The company VPN will secure the connection between you and the VPN server. The VPN server will still have to open an unencrypted connection between itself and the HTTP page/server, instead of your computer opening the connection itself.
Maybe it's ever so slightly safer, since a corporate Internet connection is secured better than a consumer one, but your information is still bring sent unencrypted and is still subject to man-in-the-middle'ing.
Seeing as my comments on other answers are getting pretty long I figured I'd separate it out:
It is impossible to answer if a corporate VPN connection offers equivalent security compared to SSL to a web server without knowing the exact specifics of the connection in question, which the OP hasn't specified.
However as a general reference there are two main scenarios to look at:
1) IF a user is using a VPN connection to a corporate network in order to connect to unencrypted public websites outside the corporate network, then the security offered is equivalent to directly accessing the same unencrypted website from the corporate network.
It will prevent interception of communications between your device and your corporate network but will not protect against interception between your corporate network and the public webserver. How secure it is depends on how much you trust your corporate network's connection to the public webserver.
In any case it will be less secure than a properly configured HTTPS connection direct to the public webserver from your client device.
However this mechanism will protect against eavesdropping on your local connection if for example you are using an unencrypted public hotspot or other untrusted ISP.
2) IF a user is using a VPN connection to a corporate network in order to connect to unencrypted resources on the corporate network behind the VPN server, or on the VPN server itself, then it is protecting the connection all the way to the target network itself.
This offers protection is roughly equivalent to HTTPS to the webserver in question.
ysdx's answer illustrates the first point well, except it misses out everything after the HTTP server.
A fully encrypted HTTPS connection to a webserver does not guarantee a completely secure to the source of the web page any more than a corporate VPN would in scenario 2.
HTTPS provides a security guarantee between two TCP endpoints. VPN provides a security guarantee between two TCP endpoints. In both cases, the endpoints are your PC, and a server at the edge of the other server's corporate/internal network. What happens after that edge is NOT secured by either method.
Many people forget that the HTTPS webserver you connect to during an HTTPS session is, in the case of many large websites, NOT the server the web page you are viewing comes from.

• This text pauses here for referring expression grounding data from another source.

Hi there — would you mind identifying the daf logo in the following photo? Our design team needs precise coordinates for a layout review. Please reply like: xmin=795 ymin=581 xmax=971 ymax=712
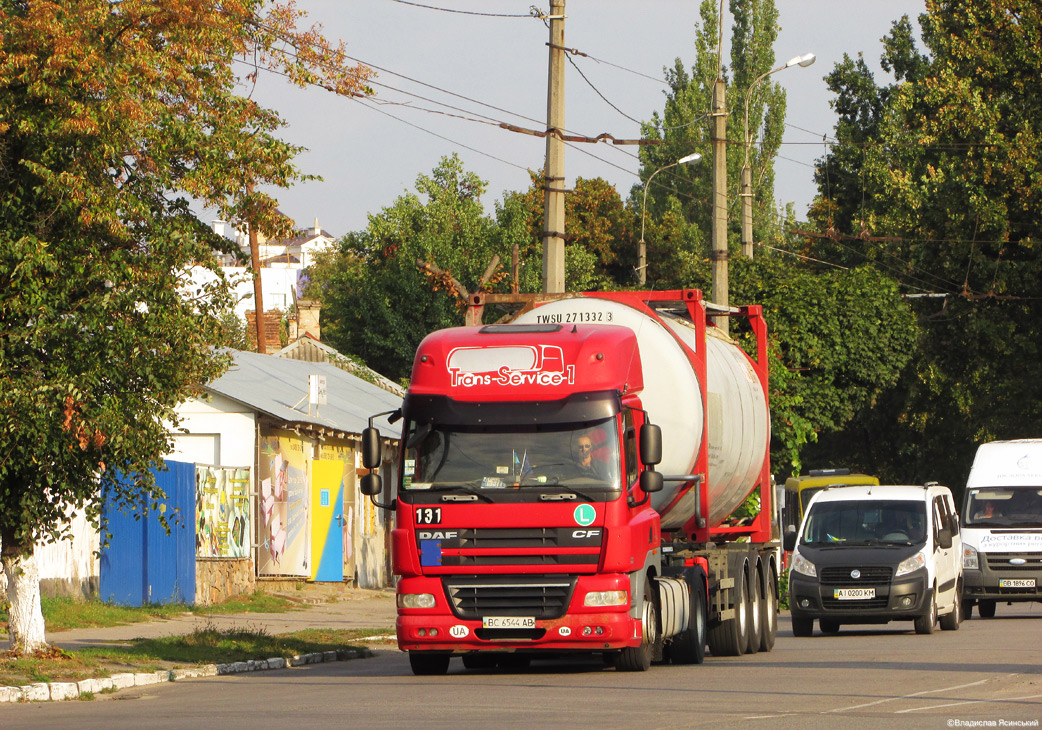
xmin=1009 ymin=558 xmax=1027 ymax=565
xmin=417 ymin=530 xmax=458 ymax=540
xmin=850 ymin=569 xmax=861 ymax=579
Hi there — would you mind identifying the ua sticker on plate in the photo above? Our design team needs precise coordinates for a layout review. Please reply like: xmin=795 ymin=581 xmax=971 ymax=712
xmin=559 ymin=626 xmax=572 ymax=637
xmin=450 ymin=625 xmax=469 ymax=638
xmin=574 ymin=504 xmax=596 ymax=526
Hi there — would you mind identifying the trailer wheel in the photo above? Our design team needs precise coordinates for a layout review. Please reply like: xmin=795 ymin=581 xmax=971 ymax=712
xmin=461 ymin=653 xmax=499 ymax=670
xmin=616 ymin=576 xmax=658 ymax=671
xmin=707 ymin=559 xmax=749 ymax=657
xmin=744 ymin=561 xmax=762 ymax=654
xmin=758 ymin=562 xmax=778 ymax=652
xmin=409 ymin=652 xmax=450 ymax=675
xmin=669 ymin=573 xmax=707 ymax=665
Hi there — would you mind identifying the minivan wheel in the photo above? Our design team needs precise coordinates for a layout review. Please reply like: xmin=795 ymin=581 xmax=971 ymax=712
xmin=978 ymin=599 xmax=997 ymax=618
xmin=819 ymin=618 xmax=840 ymax=634
xmin=791 ymin=614 xmax=814 ymax=637
xmin=940 ymin=585 xmax=962 ymax=631
xmin=914 ymin=592 xmax=937 ymax=635
xmin=961 ymin=598 xmax=974 ymax=619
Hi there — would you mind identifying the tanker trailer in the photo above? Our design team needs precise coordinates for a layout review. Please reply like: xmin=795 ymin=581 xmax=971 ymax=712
xmin=359 ymin=289 xmax=777 ymax=674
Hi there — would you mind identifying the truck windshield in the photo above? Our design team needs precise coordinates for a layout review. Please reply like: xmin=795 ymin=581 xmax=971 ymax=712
xmin=964 ymin=488 xmax=1042 ymax=527
xmin=399 ymin=417 xmax=621 ymax=502
xmin=801 ymin=500 xmax=927 ymax=546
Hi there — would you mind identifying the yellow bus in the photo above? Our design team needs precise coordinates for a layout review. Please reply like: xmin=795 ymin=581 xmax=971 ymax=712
xmin=782 ymin=468 xmax=879 ymax=536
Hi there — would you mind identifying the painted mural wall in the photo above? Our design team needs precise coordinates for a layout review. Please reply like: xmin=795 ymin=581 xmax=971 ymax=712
xmin=195 ymin=465 xmax=252 ymax=558
xmin=257 ymin=429 xmax=310 ymax=576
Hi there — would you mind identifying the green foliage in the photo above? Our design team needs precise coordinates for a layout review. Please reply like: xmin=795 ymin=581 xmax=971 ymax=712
xmin=805 ymin=0 xmax=1042 ymax=485
xmin=0 ymin=1 xmax=371 ymax=561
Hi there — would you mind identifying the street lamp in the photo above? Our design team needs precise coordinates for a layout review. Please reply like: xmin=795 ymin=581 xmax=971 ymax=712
xmin=741 ymin=52 xmax=815 ymax=259
xmin=638 ymin=152 xmax=702 ymax=285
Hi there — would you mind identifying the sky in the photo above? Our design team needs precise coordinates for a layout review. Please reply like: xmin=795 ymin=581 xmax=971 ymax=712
xmin=241 ymin=0 xmax=928 ymax=238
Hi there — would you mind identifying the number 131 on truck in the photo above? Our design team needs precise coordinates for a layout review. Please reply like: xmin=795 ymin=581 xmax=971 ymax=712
xmin=360 ymin=289 xmax=778 ymax=675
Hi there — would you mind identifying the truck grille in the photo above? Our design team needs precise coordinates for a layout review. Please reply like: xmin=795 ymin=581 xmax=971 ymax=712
xmin=418 ymin=527 xmax=602 ymax=569
xmin=984 ymin=553 xmax=1042 ymax=572
xmin=819 ymin=566 xmax=894 ymax=586
xmin=443 ymin=576 xmax=577 ymax=620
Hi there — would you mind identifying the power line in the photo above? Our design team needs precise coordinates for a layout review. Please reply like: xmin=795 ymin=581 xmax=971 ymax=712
xmin=389 ymin=1 xmax=539 ymax=18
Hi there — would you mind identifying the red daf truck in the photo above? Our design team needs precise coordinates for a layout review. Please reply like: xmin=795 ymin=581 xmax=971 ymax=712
xmin=361 ymin=289 xmax=777 ymax=674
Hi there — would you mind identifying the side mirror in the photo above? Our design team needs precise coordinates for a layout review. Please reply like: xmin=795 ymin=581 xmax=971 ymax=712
xmin=640 ymin=469 xmax=663 ymax=495
xmin=360 ymin=472 xmax=382 ymax=497
xmin=936 ymin=526 xmax=953 ymax=550
xmin=361 ymin=426 xmax=382 ymax=469
xmin=783 ymin=532 xmax=798 ymax=552
xmin=639 ymin=423 xmax=662 ymax=467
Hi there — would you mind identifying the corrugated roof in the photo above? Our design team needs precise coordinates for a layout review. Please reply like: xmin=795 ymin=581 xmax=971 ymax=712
xmin=205 ymin=349 xmax=403 ymax=438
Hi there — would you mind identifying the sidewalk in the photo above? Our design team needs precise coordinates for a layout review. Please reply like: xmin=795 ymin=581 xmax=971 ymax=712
xmin=43 ymin=583 xmax=400 ymax=651
xmin=1 ymin=584 xmax=401 ymax=702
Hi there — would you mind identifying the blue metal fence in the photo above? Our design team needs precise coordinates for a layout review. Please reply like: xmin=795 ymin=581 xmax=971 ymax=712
xmin=99 ymin=460 xmax=196 ymax=606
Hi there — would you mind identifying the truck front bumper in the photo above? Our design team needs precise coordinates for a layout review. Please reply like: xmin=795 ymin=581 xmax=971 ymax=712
xmin=395 ymin=574 xmax=641 ymax=653
xmin=964 ymin=561 xmax=1042 ymax=602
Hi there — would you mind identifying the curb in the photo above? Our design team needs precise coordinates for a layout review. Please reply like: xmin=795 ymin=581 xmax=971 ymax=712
xmin=0 ymin=647 xmax=373 ymax=704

The many reasons this happens include:
1) Load balancers, which will often have unencrypted network connection via a corporate LAN to various content servers that actually serve the content on the webpage.
2) Reverse proxies, NATs, and so forth that forward your connection - again, unencrypted, to arbitrary servers on the corporate LAN or even other public websites.

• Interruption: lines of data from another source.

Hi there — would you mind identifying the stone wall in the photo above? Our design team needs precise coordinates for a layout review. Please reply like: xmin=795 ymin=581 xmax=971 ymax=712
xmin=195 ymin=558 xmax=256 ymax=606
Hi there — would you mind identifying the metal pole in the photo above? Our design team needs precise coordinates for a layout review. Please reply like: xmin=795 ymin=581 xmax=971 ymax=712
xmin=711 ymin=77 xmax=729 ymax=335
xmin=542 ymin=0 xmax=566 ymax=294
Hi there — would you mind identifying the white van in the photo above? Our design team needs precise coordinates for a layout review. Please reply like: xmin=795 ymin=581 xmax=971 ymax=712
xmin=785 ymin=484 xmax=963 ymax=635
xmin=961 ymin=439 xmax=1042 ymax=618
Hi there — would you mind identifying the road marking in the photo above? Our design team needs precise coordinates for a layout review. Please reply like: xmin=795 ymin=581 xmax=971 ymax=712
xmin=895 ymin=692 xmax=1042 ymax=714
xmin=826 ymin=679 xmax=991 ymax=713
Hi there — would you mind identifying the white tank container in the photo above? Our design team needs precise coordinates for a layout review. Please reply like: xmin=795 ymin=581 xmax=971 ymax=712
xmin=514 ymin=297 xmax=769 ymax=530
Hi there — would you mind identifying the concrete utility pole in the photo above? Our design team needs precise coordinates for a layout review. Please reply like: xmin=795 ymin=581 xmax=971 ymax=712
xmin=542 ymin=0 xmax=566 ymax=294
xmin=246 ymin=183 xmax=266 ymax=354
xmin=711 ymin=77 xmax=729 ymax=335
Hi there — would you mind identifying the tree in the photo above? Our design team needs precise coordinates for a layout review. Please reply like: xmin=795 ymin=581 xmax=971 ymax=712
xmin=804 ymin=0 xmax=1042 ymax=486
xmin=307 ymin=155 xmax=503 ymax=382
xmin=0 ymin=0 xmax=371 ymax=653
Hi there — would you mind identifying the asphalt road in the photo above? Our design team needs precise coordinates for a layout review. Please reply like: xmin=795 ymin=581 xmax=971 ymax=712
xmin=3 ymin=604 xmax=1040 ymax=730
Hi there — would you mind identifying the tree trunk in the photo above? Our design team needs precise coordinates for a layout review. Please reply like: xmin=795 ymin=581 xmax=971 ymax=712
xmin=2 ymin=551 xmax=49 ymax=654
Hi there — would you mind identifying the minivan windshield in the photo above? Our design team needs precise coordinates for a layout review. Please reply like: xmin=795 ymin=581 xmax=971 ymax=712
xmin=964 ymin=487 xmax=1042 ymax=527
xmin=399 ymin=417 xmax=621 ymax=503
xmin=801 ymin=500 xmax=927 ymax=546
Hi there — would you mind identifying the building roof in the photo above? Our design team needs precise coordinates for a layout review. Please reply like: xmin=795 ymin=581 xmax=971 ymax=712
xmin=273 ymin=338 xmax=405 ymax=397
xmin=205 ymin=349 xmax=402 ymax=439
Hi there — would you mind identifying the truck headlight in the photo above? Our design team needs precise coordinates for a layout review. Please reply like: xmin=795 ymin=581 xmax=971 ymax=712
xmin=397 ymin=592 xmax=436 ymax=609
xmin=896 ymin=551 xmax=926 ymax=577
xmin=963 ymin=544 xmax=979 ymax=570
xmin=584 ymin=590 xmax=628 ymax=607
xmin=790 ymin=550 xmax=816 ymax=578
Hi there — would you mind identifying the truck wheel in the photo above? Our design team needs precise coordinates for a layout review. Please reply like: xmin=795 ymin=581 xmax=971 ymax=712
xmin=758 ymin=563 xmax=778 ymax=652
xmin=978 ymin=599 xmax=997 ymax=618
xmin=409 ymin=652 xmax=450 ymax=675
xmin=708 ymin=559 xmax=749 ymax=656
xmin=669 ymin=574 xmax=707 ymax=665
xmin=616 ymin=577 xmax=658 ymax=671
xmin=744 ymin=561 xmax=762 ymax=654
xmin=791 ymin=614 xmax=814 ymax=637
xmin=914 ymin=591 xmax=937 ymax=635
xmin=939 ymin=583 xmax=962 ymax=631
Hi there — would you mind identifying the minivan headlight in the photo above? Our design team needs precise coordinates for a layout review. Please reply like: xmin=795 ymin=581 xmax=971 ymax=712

3) Caching servers or DDoS protection services such as CloudFlare, some of which operate on the public internet but forward your connection to a different company's server to actually serve the content - usually via a second encrypted connection or VPN.
4) Databases or NAS/SAN backends, where the web server uses an unencrypted connection to another server over the corporate LNA to retrieve the content for the website.
In all of these cases, the security of your web session relies on the security of the corporate LAN behind the HTTPS "gateway", in exactly the same way connecting to a corporate server behind a corporate VPN does.
No, using a VPN does not make VPN traffic safe. When going out of the VPN tunnel (between the VPN server and the HTTP server) the traffic is (in general) not encrypted:
Unencrypted HTTP here
|
v
[ HTTP ]<--------------->[ HTTP ]
[ TCP ]<--------------->[ TCP ]
[ IP ]<->[ IP ]<->[ IP ]
[ OpenVPN ]<->[ OpenVPN ]
[ TCP ]<->[ TCP ]
[ IP ]<->[ IP ]
Client VPN server HTTP server
So it's only safe, if you assume that the path between the VPN server and the HTTP server is "safe" for some reason (it is the same host, it uses a VPN…).